Politically, housing associations are used to being kicked from all sides, despite most of them being independent charities set up for a social purpose. They’ve long been distrusted by the left, who see them as a sort of housing equivalent of Academy schools - replacing provision that should come from the state (that is, councils) - while as state-supported bodies, many in the Conservative Party rail against the high salaries often granted to their chief executives. Though it is odd the same rules don’t seem to apply to housebuilders - for example, Berkeley’s Tony Pidgley can pay himself a £23m bonus and the developer’s schemes still attract grant funding without receiving criticism from the same direction.
Politically, housing associations are used to being kicked from all sides
That anomaly aside, there is a view among those that surround the current batch of ministerial policymakers, that the housing association sector is comfortable and complacent - and needs shaking up to become more efficient and more focused on providing new homes. There is undoubtedly some truth in the idea that many housing associations are pretty conservative with their balance sheets; and many of those would argue it is right that they are, given the potential impact on vulnerable tenants if things go wrong.

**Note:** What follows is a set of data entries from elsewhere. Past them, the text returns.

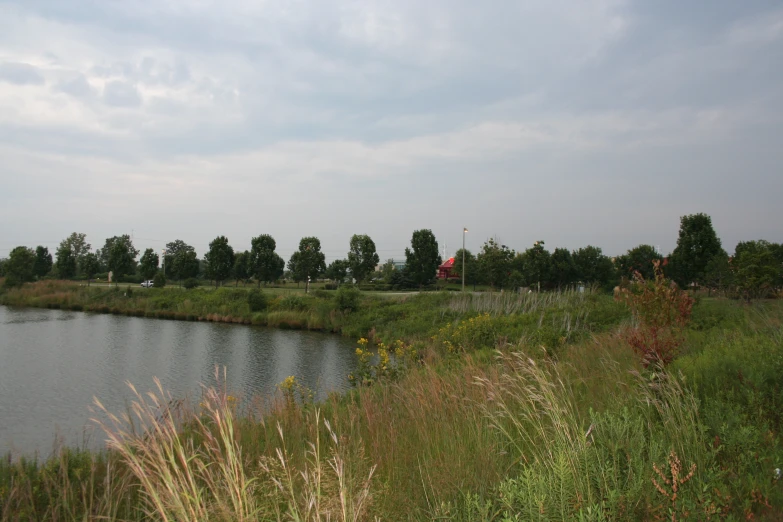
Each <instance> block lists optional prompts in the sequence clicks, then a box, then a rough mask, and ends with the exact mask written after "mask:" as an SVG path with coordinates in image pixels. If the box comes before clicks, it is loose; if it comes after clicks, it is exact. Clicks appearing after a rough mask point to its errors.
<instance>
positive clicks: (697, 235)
mask: <svg viewBox="0 0 783 522" xmlns="http://www.w3.org/2000/svg"><path fill="white" fill-rule="evenodd" d="M716 256H725V252H724V251H723V248H722V247H721V243H720V239H718V235H717V234H716V233H715V229H714V228H713V227H712V219H711V218H710V216H708V215H707V214H701V213H699V214H691V215H688V216H682V218H680V236H679V238H677V246H676V247H675V249H674V251H673V252H672V255H671V257H670V259H669V261H670V262H671V263H672V270H671V272H672V274H673V279H674V280H675V281H676V282H677V283H678V284H679V285H680V286H681V287H683V288H686V287H687V286H688V285H690V284H691V283H697V284H699V285H702V284H704V283H705V282H706V281H707V267H708V266H709V265H710V262H711V261H712V260H713V258H715V257H716Z"/></svg>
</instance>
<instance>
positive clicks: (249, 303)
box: [247, 289, 267, 312]
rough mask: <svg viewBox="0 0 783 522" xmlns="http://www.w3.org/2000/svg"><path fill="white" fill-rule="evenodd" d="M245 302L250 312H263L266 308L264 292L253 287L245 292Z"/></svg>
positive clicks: (265, 294)
mask: <svg viewBox="0 0 783 522" xmlns="http://www.w3.org/2000/svg"><path fill="white" fill-rule="evenodd" d="M247 304H248V306H249V307H250V311H251V312H263V311H264V310H266V306H267V301H266V294H264V293H263V292H262V291H261V290H258V289H254V290H251V291H250V292H249V293H248V294H247Z"/></svg>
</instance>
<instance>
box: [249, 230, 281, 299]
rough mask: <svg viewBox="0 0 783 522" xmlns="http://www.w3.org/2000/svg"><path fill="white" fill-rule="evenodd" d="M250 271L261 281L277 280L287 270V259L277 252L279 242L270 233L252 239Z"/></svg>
mask: <svg viewBox="0 0 783 522" xmlns="http://www.w3.org/2000/svg"><path fill="white" fill-rule="evenodd" d="M250 247H251V248H250V261H249V265H248V272H250V275H252V276H253V277H255V278H256V281H257V282H258V286H261V283H262V282H264V283H271V282H273V281H277V280H278V279H280V277H281V276H282V275H283V271H284V270H285V261H284V260H283V258H282V257H280V256H279V255H278V254H277V253H276V252H275V248H277V243H276V242H275V240H274V238H273V237H272V236H270V235H269V234H261V235H260V236H258V237H254V238H253V239H252V240H251V241H250Z"/></svg>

However, many others such as Thames Valley are increasingly entrepreneurial, commonly using the profits they make on private-sale housing to fund the development of more “affordable” homes. In fact, many are so entrepreneurial that several had to be effectively bailed out by the government’s housing agency at the start of the last recession when sales dried up.
Whatever your view of them, housing associations have grown steadily over the past 30 years to last year produce more than a fifth (22,300) of all the new homes built in England. The sector’s trade association says it can envisage this rocketing so that half of all homes are produced by the sector, given the right policy environment. At the moment, though, this does not appear to be forthcoming.
Nanda is right when she says that the government’s decision to introduce policies that will reduce housing associations’ income is a direct contradiction of the same government’s wish for associations to build more homes. As a sector, housing associations remain a client of vital importance to the construction industry, often taking the lead in pioneering innovative design and construction eschewed by traditional housebuilders, and able to take a more holistic view of the long-term performance of the homes they build. It is abundantly clear to everyone who looks at the housing problem that the economy desperately needs more organisations - whether private, public or non-profit - developing homes, not fewer. The government should be careful it doesn’t achieve exactly the opposite of its intention.